Location
- Stitch-Mi-Lane Breightmet Bolton, Greater Manchester, BL2 4HU England
- 53°35′39″N 2°23′20″W﻿ / ﻿53.59429°N 2.38887°W

Information
- Type: Academy
- Religious affiliation: Church of England
- Established: 2009
- Founder: The Bishop Fraser Trust and Manchester Diocese
- Local authority: Bolton Council
- Department for Education URN: 145314 Tables
- Ofsted: Reports
- Chair of Governors: Jason Hyde
- Headteacher: Ryan Mallett
- Gender: Mixed
- Age: 3 to 19
- Enrolment: 1,260
- Capacity: 1,400
- Website: www.boltonstcatherinesacademy.org.uk

= Bolton St Catherine's Academy =

Bolton St Catherine's Academy is a mixed Church of England all-through school. The school is located in the Breightmet area of Bolton in the English county of Greater Manchester.

The school was formed in September 2009 from the merger of Withins School and Top o'th' Brow Primary School, both community schools administered by Bolton Metropolitan Borough Council.

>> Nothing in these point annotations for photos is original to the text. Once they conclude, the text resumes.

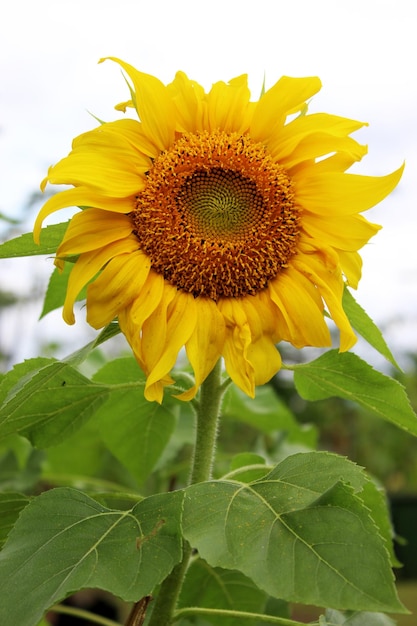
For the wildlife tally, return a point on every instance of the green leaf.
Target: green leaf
(347, 376)
(65, 541)
(266, 413)
(14, 477)
(109, 331)
(134, 430)
(11, 504)
(216, 588)
(300, 533)
(57, 290)
(51, 237)
(49, 402)
(364, 325)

Bolton St Catherine's Academy became part of The Bishop Fraser Trust in May 2018 alongside Canon Slade School and St James's CofE High School. It coordinates with Bolton Council for admissions. The school offers Nursery, primary - double class entry per year, secondary - 160 per year, education for pupils aged 3 to 16.

In 2012 Bolton St Catherine's Academy relocated from the two former school sites to a new campus on Stitch-Mi-Lane. The new campus also houses Firwood Special School, a community special school for pupils aged 11 – 16.